L'alcoolique voudrait bien s'arrêter de boire tellement il souffre désormais de sa drogue, mais il en est incapable: la passion a pris le pas sur la raison et c'est le désir qui fait désormais autorité dans son âme en lui dictant ses actes.

Il a ainsi perdu une des facultés qui font la dignité d'un homme, à savoir l'intelligence de sa raison qui donne le pouvoir d'agir dans son propre intérêt. D'où la seconde raison de la thèse de Spinoza: la dépendance aux passions est nuisible à l'homme et conduit in fine au malheur.

En plus d'être un esclavage, elle est le pire qui soit tellement elle abandonne l'homme au vice et au mal, le déshumanisant progressivement jusqu'à l'abêtir et le rendre incapable de résister à ses pulsions.

On voit bien que l'excès des désirs, s'il procure d'abord du plaisir, se transforme finalement en souffrance et en servitude.

Il nuit au corps et à l'esprit, détruisant les facultés physiques et mentales, devenant par ailleurs souvent le motif de la perversion morale ou du crime.

Combien d'actes malveillants ont été commis sous l'empire de la passion ? Et ne parle-t-on pas d'ailleurs des "crimes passionnels" ? Dans ces états-là, l'homme finit par perdre le contrôle de sa raison et de lui-même.

Devenant inconscient, il ne sait plus clairement ce qu'il fait et prend le risque de devenir dangereux pour lui-même et pour autrui.

Ses actes lui sont nuisibles et il n'est pas capable de faire un usage utile de sa raison qui puisse augmenter sa puissance.

C'est donc parce que la licence des passions rend l'homme mauvais et esclave de ses désirs qu'elle est la négation même de la liberté. 2.

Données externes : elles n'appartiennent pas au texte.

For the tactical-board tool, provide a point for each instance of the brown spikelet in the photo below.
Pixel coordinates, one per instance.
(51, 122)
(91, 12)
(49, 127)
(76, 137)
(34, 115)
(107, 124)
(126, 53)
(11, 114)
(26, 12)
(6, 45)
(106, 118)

Être libre, c'est obéir volontairement à la Raison. C'est pourquoi Spinoza affirme que la liberté authentique tient dans l'obéissance à la raison, faculté de l’esprit par laquelle nous pouvons connaître ce qui utile à notre nature d'homme.

La lucidité de la raison s'oppose à l'inconscience et à l'irréflexion de l'appétit, qui finit par nuire à l'homme s'il gouverne sa conduite.

La pleine liberté suppose la combinaison de deux forces: le choix de la volonté qui est "l'entier consentement" du sujet, et l'intelligence de la raison qui est la connaissance claire et distincte de qui nous est utile.

Chez Spinoza, intelligence et volonté ne font finalement qu'un, car celui qui connaît sa nature tend nécessairement à son propre bien.

Nul être ne recherchant naturellement son propre mal, il peut arriver qu'il confonde ce qui lui est nuisible avec ce qui lui est utile par défaut de compréhension.

Tout homme étant naturellement enclin à persévérer dans son être pour augmenter sa puissance et gagner en sécurité, confort et bien-être, la raison est la faculté de connaître à partir de laquelle nous pouvons savoir ce qui nous est utile.

Si l'homme tend naturellement à bien vivre, Spinoza suppose que la connaissance claire du bien détermine nécessairement la justesse de l'action, renouant par là avec un argument de type socratique selon lequel la connaissance de la vertu rend nécessairement vertueux.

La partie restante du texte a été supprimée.